Now… is it possible to define the LM_API function somewhere else for re-use, rather than embedding it in each script?
Mike_Moniz
Professor
8 months ago
One thing you may want to also keep in mind is supporting multiple collector groups per customer. Since collector groups also group together fail overs, you may have to create multiple ones if you don’t want to failover any customer collector to just any other customer collector. Especially across multiple sites which might not have connections between them or you don’t want to failover to another site over vpn.
ldoodle
Advisor
8 months ago
I’ve just found a little issue with my overall setup. Since I now have a global _All Devices static group where every resource gets added, when adding resources that are say ESX hosts or Windows hosts running Veeam, it’s not going to know the creds for those until it’s been added and the PropertySource has run to apply the property that makes the resource be pulled into a customer group to then inherit these properties! So during the add wizard, I will have to manually specify them when prompted.
Unlike wmi.user / wmi.pass which I have at the collector group level, the esx and veeam properties don’t seem to work at the collector/collector group level so must be configured at the customer folder level.
Is there anyway around this, excluding adding resources directly in the customer folder again?
ldoodle
Advisor
8 months ago

Unlike wmi.user / wmi.pass which I have at the collector group level, the esx and veeam properties don’t seem to work at the collector/collector group level so must be configured at the customer folder level.

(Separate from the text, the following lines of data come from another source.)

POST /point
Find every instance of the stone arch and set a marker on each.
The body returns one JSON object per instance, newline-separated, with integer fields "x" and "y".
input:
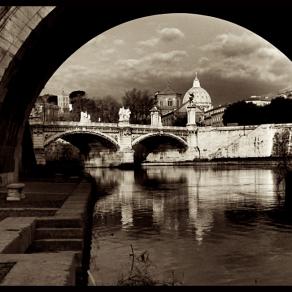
{"x": 81, "y": 132}
{"x": 35, "y": 41}
{"x": 177, "y": 138}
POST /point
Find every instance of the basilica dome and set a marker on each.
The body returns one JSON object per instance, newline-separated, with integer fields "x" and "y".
{"x": 201, "y": 97}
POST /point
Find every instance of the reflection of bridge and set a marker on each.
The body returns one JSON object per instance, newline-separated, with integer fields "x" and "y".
{"x": 120, "y": 137}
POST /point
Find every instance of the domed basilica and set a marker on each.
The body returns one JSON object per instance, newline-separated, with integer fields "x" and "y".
{"x": 173, "y": 107}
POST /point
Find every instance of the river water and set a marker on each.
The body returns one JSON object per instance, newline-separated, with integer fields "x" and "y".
{"x": 199, "y": 225}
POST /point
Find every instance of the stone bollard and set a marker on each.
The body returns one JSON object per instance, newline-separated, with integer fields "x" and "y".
{"x": 15, "y": 192}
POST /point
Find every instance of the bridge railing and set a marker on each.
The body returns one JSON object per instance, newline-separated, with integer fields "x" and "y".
{"x": 103, "y": 125}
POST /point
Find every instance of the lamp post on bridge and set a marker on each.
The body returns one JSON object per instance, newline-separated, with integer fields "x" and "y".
{"x": 191, "y": 112}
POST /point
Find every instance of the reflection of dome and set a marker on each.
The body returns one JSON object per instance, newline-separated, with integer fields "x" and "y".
{"x": 201, "y": 99}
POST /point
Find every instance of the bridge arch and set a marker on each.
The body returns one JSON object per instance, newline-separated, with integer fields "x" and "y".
{"x": 35, "y": 42}
{"x": 158, "y": 134}
{"x": 81, "y": 132}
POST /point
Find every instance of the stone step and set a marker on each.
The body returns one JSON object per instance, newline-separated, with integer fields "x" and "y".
{"x": 58, "y": 223}
{"x": 58, "y": 233}
{"x": 53, "y": 245}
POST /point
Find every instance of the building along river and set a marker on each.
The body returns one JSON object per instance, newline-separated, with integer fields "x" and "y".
{"x": 211, "y": 225}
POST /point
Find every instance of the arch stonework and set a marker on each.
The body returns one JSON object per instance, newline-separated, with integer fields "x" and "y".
{"x": 81, "y": 132}
{"x": 158, "y": 134}
{"x": 35, "y": 41}
{"x": 16, "y": 24}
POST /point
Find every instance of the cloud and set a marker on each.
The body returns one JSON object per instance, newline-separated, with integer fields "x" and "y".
{"x": 119, "y": 42}
{"x": 149, "y": 43}
{"x": 152, "y": 60}
{"x": 247, "y": 58}
{"x": 169, "y": 34}
{"x": 108, "y": 51}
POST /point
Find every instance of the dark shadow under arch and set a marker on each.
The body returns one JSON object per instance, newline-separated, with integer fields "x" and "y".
{"x": 67, "y": 28}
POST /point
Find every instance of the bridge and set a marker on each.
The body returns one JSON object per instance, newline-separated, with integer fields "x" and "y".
{"x": 121, "y": 142}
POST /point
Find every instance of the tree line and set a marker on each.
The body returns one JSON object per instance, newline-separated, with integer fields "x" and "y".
{"x": 106, "y": 109}
{"x": 243, "y": 113}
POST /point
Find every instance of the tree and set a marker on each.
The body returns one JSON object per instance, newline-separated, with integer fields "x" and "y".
{"x": 75, "y": 100}
{"x": 140, "y": 103}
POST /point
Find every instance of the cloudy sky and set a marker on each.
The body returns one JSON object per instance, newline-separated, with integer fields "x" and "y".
{"x": 149, "y": 53}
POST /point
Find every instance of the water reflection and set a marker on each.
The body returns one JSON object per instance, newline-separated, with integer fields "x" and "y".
{"x": 205, "y": 222}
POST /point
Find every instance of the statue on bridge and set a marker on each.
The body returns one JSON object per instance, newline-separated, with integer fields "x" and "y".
{"x": 85, "y": 117}
{"x": 124, "y": 114}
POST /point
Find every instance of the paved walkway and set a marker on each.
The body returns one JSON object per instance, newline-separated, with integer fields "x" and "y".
{"x": 33, "y": 251}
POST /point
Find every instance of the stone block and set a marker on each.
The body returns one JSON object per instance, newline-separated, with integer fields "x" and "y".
{"x": 5, "y": 44}
{"x": 29, "y": 11}
{"x": 15, "y": 192}
{"x": 34, "y": 21}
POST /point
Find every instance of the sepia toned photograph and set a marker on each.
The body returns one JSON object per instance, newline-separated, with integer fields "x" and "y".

the credentials of the user running the collector service will be used for WMI calls

Ah, that makes total sense. I didn’t even think of that. Our collector service account uses that same creds as wmi.user/wmi.pass
ldoodle
Advisor
8 months ago
Interestingly, the ‘New UI’ preview Add Wizard seem to handle my scenario; it doesn’t fail on creds and then prompt for appropriate ones. It seems a bit ‘softer’ than old UI.
ldoodle
Advisor
8 months ago

Unlike wmi.user / wmi.pass which I have at the collector group level, the esx and veeam properties don’t seem to work at the collector/collector group level so must be configured at the customer folder level.

the credentials of the user running the collector service will be used for WMI calls

Ah, that makes total sense. I didn’t even think of that. Our collector service account uses that same creds as wmi.user/wmi.pass

Right, so defining them on the collector/collector group doesn’t really do anything.

yeah. I just thought the collector service creds were just to get the collector going.